Claude always returns the same result, but „PRODUCT“ is not a helpful label here.

Mistral / Le Chat

First iteration

{
    "entities": [
        {
            "entity": "camera positions",
            "label": "Equipment"
        },
        {
            "entity": "stable diffusion",
            "label": "Process"
        }
    ]
}

Second Iteration

{
    "entities": [
        {
            "entity": "camera positions",
            "label": "Equipment"
        },
        {
            "entity": "stable diffusion",
            "label": "Process"
        }
    ]
}

Observation

Mistral is not returning any text. It is just JSON and no text. The labels stay the same between iterations. However, the equipment and process remain the same.

Hugginface Model

Using the NER model (dslim/bert-base-NER) hosted at Huggingface yields no complete result because „camera positions for stable diffusion“ is not a proper sentence (result formatted):

[
    {
        "entity": "MISC",
        "word": "Stable Diffusion"
    }
]

Role of temperature

In the context of Large Language Models (LLMs), temperature is a hyperparameter that controls the randomness of the model’s output. A temperature value of 0 means the model will always return the most likely output, while a value closer to 1 makes the output more diverse and less predictable.

The optimal temperature value depends on the specific use case and the desired level of randomness in the model’s output.

Interestingly, it did not influence Claude’s result. This is interesting because changing the temperature does not influence Claude’s results like delivering more diverse results.

Potential architectures

A hybrid approach and a fusion of the results of different LLMs and local AI models could create a more stable result. However, investigating the labels and making an evaluation method would be necessary.

Conclusion

All LLMs identify the entities as reliable but do not classify them correctly and reliably in all cases.

Using a dedicated could make sense if the input consists of whole sentences.
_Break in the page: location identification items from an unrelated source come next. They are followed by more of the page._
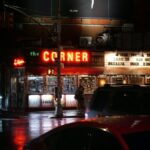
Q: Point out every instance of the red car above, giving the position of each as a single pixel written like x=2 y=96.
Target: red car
x=101 y=133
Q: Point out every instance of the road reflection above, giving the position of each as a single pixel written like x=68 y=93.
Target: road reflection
x=16 y=132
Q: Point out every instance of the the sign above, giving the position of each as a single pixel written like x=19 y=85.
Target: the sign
x=65 y=56
x=127 y=59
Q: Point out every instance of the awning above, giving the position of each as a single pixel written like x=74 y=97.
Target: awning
x=66 y=70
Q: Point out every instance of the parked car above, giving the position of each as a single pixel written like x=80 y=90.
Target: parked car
x=101 y=133
x=120 y=99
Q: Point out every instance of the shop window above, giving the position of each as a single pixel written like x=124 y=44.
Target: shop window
x=69 y=85
x=35 y=85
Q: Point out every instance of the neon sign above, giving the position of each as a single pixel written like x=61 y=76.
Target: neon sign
x=66 y=56
x=18 y=62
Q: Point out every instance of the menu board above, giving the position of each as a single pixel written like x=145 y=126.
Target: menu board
x=89 y=84
x=69 y=84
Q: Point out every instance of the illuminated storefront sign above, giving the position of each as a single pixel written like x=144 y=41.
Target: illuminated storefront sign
x=66 y=56
x=127 y=59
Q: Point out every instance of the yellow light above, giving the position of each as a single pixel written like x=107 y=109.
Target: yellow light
x=102 y=82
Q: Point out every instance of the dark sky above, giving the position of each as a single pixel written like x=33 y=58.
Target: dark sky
x=77 y=8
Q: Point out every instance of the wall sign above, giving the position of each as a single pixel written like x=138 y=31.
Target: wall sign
x=127 y=59
x=65 y=56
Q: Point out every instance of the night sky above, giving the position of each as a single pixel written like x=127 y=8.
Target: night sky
x=77 y=8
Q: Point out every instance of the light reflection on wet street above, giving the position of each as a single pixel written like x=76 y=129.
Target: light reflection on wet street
x=15 y=132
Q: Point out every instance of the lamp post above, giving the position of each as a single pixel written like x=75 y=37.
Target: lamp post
x=58 y=106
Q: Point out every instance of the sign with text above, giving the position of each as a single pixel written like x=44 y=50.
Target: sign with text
x=127 y=59
x=65 y=56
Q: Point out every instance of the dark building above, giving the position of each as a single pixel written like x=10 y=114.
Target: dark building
x=97 y=26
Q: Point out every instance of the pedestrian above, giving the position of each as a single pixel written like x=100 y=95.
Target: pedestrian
x=79 y=96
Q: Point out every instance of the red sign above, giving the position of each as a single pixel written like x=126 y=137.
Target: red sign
x=66 y=56
x=18 y=62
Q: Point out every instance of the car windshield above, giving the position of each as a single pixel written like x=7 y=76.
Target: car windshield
x=121 y=100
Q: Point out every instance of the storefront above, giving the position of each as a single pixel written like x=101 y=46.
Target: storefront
x=33 y=86
x=40 y=76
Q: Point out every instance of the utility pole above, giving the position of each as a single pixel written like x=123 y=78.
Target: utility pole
x=58 y=107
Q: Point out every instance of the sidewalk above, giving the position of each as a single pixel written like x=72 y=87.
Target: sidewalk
x=18 y=128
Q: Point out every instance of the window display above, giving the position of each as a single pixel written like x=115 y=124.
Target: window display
x=35 y=84
x=89 y=84
x=51 y=84
x=69 y=84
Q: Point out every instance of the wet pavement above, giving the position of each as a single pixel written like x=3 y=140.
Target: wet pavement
x=16 y=129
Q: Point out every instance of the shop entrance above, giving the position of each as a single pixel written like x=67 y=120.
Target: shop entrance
x=17 y=97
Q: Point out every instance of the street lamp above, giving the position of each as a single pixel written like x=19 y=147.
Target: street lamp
x=58 y=106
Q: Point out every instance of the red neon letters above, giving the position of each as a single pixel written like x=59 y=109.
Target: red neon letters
x=66 y=56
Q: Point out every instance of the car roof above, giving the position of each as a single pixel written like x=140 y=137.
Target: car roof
x=118 y=124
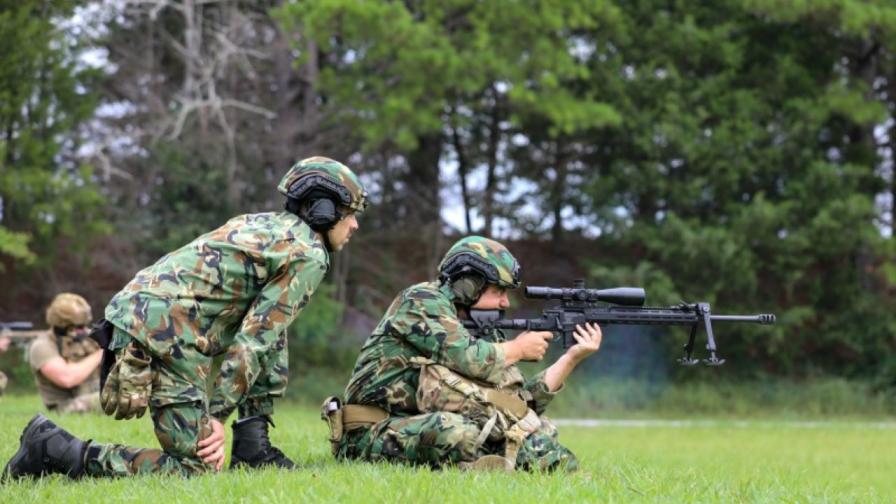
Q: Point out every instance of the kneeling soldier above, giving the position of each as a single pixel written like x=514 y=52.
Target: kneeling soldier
x=64 y=360
x=424 y=391
x=233 y=291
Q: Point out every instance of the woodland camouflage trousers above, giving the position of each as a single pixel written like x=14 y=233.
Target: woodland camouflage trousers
x=440 y=439
x=180 y=425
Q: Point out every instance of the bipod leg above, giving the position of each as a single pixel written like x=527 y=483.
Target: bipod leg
x=704 y=312
x=688 y=359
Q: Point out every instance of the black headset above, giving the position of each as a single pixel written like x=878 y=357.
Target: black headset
x=323 y=194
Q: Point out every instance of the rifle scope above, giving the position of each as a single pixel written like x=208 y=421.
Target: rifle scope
x=626 y=296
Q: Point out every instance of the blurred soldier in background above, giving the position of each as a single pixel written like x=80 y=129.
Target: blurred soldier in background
x=234 y=292
x=426 y=391
x=64 y=360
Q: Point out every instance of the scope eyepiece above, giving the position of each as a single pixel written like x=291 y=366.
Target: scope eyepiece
x=627 y=296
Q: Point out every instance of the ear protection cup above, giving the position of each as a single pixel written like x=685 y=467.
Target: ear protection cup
x=468 y=288
x=322 y=215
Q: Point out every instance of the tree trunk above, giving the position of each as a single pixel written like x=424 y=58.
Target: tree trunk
x=462 y=170
x=422 y=204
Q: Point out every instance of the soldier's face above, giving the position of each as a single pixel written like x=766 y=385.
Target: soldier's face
x=493 y=298
x=341 y=233
x=78 y=331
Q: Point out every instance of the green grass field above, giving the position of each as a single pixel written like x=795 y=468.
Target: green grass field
x=723 y=461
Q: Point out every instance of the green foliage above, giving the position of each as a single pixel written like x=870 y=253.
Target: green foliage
x=44 y=97
x=184 y=197
x=315 y=339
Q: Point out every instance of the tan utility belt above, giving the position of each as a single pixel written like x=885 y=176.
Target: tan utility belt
x=342 y=418
x=358 y=415
x=506 y=402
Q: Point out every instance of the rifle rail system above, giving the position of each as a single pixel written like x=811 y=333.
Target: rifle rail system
x=620 y=305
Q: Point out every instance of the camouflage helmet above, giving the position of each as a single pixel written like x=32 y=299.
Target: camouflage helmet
x=324 y=174
x=477 y=254
x=67 y=310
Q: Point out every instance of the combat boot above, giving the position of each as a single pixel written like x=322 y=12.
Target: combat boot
x=252 y=447
x=45 y=448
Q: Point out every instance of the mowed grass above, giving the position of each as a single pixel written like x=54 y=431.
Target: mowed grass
x=722 y=462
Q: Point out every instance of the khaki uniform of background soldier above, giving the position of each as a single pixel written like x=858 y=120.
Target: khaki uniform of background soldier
x=426 y=391
x=64 y=360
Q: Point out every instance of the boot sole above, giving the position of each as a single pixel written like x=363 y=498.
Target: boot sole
x=33 y=424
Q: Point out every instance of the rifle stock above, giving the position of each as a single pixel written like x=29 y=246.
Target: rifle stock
x=18 y=331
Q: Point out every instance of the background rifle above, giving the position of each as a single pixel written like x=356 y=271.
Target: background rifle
x=621 y=305
x=18 y=332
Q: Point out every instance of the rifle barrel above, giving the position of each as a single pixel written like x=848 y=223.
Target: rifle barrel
x=762 y=318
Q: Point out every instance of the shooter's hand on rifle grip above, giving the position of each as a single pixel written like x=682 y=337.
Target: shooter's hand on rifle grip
x=588 y=337
x=528 y=346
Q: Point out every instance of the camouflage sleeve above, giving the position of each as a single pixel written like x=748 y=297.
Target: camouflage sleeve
x=274 y=309
x=434 y=330
x=541 y=394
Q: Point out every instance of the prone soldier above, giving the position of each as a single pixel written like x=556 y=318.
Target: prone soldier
x=65 y=362
x=426 y=391
x=232 y=291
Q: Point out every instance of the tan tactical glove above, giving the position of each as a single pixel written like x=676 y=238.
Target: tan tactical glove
x=127 y=388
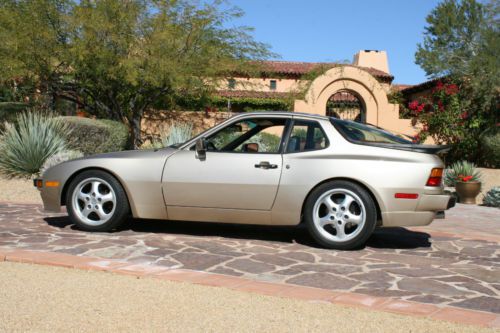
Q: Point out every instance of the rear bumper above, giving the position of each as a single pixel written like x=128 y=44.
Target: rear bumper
x=433 y=202
x=428 y=207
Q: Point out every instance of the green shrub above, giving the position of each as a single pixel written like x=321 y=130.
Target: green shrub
x=9 y=111
x=27 y=144
x=490 y=148
x=492 y=197
x=95 y=136
x=178 y=133
x=459 y=170
x=58 y=158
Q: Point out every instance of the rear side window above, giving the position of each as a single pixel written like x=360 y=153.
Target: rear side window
x=306 y=136
x=364 y=133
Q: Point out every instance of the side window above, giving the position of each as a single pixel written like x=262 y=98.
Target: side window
x=258 y=135
x=306 y=136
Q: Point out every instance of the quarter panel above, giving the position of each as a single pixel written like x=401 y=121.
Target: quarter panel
x=383 y=171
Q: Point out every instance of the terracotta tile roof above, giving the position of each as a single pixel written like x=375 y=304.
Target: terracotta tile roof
x=423 y=86
x=338 y=97
x=293 y=68
x=400 y=87
x=252 y=94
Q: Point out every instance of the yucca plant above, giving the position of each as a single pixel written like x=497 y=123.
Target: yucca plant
x=58 y=158
x=461 y=171
x=25 y=146
x=178 y=133
x=492 y=197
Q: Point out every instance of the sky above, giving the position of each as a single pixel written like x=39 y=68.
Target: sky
x=333 y=30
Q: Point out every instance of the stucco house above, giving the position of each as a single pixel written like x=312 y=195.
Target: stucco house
x=358 y=91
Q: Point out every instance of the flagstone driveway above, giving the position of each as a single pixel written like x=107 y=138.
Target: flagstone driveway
x=455 y=261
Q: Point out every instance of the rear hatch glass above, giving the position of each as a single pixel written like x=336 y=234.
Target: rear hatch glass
x=370 y=135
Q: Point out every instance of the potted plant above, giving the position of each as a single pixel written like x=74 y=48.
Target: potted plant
x=466 y=179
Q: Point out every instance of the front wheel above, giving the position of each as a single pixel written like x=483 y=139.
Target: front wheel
x=96 y=201
x=340 y=215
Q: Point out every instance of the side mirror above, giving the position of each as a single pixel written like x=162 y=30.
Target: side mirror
x=201 y=149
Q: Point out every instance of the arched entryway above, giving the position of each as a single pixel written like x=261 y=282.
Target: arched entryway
x=361 y=84
x=345 y=104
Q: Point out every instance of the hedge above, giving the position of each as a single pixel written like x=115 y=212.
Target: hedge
x=95 y=136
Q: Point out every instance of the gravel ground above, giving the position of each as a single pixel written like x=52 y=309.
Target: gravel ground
x=43 y=298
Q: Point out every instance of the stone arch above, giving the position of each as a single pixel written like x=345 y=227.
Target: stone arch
x=378 y=110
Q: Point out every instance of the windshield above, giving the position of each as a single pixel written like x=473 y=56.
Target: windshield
x=357 y=132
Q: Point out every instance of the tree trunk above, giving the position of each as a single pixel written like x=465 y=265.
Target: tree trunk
x=135 y=130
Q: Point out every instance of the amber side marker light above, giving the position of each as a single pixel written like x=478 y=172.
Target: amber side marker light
x=406 y=196
x=435 y=178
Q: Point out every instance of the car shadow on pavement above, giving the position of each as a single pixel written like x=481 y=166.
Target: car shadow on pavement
x=390 y=238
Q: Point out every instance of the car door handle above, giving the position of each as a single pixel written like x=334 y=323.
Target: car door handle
x=266 y=165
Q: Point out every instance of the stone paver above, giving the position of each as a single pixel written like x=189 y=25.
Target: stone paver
x=453 y=262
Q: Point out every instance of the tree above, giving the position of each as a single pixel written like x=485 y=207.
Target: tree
x=117 y=58
x=462 y=43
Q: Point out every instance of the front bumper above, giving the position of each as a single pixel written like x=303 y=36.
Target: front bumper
x=50 y=195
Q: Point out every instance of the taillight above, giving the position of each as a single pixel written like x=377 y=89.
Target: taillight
x=435 y=178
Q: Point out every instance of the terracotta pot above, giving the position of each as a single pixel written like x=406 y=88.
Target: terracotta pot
x=468 y=191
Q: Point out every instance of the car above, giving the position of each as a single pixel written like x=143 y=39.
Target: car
x=342 y=179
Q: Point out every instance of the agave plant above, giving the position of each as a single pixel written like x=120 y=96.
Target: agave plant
x=178 y=133
x=492 y=197
x=58 y=158
x=461 y=171
x=25 y=146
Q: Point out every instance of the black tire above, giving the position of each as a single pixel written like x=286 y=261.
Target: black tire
x=118 y=214
x=365 y=231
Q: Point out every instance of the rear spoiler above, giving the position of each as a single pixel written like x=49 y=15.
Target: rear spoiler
x=426 y=149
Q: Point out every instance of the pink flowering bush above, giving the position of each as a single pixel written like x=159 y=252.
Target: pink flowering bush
x=443 y=117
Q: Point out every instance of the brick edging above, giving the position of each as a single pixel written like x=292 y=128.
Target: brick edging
x=446 y=313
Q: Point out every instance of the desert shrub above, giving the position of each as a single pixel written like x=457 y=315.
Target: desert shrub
x=461 y=171
x=490 y=147
x=95 y=136
x=178 y=133
x=9 y=112
x=492 y=197
x=27 y=144
x=58 y=158
x=151 y=145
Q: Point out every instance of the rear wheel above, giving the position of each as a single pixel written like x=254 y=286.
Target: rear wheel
x=96 y=201
x=340 y=215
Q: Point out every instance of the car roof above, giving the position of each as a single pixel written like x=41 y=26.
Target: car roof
x=280 y=113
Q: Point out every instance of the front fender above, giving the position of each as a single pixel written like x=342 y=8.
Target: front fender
x=139 y=172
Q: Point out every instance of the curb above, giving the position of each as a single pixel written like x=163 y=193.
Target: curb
x=446 y=313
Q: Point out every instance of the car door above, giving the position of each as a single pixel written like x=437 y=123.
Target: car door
x=241 y=170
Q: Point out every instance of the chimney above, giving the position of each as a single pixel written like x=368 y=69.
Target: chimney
x=372 y=58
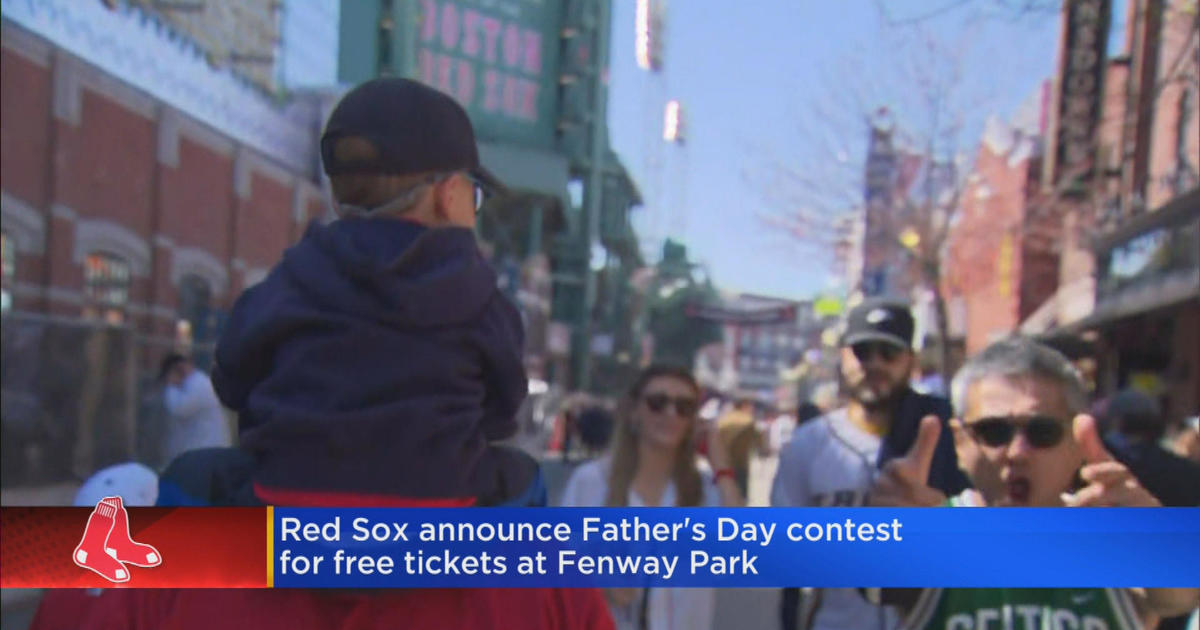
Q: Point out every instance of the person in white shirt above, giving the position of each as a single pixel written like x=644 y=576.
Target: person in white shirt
x=197 y=420
x=652 y=463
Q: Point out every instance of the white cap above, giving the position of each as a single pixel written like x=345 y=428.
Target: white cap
x=133 y=483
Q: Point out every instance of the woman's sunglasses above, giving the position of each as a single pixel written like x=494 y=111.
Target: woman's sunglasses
x=1042 y=431
x=684 y=406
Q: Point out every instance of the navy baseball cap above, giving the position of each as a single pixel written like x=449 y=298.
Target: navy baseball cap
x=413 y=127
x=876 y=319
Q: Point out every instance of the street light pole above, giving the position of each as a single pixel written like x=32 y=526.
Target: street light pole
x=595 y=183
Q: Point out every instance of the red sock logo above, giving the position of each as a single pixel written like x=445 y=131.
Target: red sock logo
x=123 y=547
x=106 y=546
x=90 y=553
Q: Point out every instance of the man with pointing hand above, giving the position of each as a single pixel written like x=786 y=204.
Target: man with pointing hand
x=1023 y=442
x=833 y=460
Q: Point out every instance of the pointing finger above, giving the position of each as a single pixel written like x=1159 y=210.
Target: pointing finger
x=1089 y=438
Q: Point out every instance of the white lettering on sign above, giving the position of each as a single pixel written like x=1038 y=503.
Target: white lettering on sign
x=487 y=64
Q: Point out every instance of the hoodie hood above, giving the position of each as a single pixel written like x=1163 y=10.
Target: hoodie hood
x=395 y=273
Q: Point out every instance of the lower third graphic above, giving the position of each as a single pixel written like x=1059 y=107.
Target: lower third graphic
x=106 y=546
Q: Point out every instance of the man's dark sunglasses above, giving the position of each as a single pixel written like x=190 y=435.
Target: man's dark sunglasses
x=1042 y=431
x=483 y=192
x=685 y=406
x=864 y=351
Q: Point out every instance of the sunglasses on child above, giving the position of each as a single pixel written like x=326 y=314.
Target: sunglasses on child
x=684 y=406
x=864 y=351
x=1042 y=431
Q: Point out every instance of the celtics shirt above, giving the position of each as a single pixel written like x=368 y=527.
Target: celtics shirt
x=1024 y=609
x=1021 y=609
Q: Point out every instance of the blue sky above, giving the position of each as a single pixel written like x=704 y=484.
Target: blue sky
x=748 y=78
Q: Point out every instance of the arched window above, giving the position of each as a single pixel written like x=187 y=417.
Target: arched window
x=106 y=281
x=10 y=270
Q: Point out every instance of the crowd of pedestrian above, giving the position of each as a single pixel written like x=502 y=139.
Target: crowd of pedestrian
x=378 y=365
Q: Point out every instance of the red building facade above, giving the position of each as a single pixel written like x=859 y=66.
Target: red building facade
x=121 y=208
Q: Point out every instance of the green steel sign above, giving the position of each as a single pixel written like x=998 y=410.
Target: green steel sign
x=498 y=58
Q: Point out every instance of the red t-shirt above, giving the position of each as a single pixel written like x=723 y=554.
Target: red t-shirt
x=532 y=609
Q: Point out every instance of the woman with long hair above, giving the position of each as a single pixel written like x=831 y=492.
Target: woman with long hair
x=652 y=463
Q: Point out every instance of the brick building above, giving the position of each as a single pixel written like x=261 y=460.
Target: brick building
x=142 y=186
x=1001 y=262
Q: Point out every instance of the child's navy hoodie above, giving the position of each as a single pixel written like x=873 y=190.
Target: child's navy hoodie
x=377 y=360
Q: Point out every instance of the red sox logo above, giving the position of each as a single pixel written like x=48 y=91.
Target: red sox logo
x=106 y=546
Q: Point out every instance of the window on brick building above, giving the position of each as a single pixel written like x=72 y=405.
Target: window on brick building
x=106 y=281
x=196 y=325
x=10 y=270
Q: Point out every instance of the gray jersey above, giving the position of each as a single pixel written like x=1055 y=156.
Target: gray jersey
x=831 y=462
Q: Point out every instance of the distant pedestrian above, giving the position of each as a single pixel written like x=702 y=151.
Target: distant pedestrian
x=595 y=425
x=1135 y=427
x=196 y=419
x=652 y=463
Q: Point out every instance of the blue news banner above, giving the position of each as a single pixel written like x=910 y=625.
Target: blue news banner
x=385 y=547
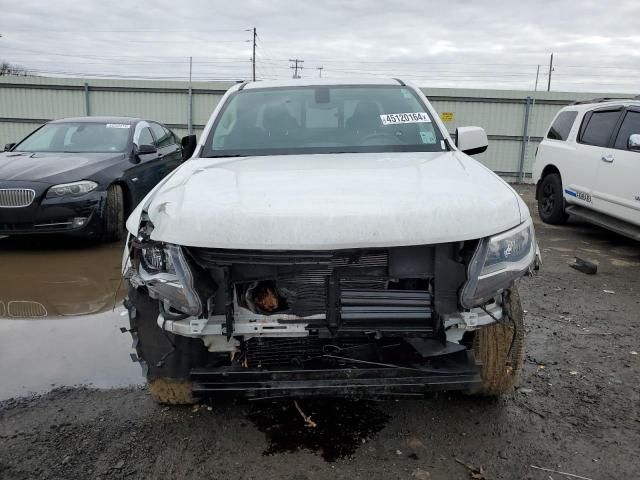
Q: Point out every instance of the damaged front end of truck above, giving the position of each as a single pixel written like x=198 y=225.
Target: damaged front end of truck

However, the classification for new or unknown terms might always be miscellaneous.

From a performance perspective, Mistral was the most responsive, while the performance of a local model depends on the hardware available.

To assess the LLMs’ generalization capabilities, testing them on a larger dataset with more diverse entities and contexts would be beneficial. This would provide a more comprehensive analysis of their performance on NER tasks and their potential usefulness in AI-driven data pipelines.

In conclusion, while LLMs can help quickly generate results on NER tasks, their performance may not be reliable or consistent across different contexts and entity types. Practitioners and researchers working on AI-driven data pipelines should consider the trade-offs between performance, efficiency, and specific requirements when deciding whether to use an LLM or a dedicated NER model.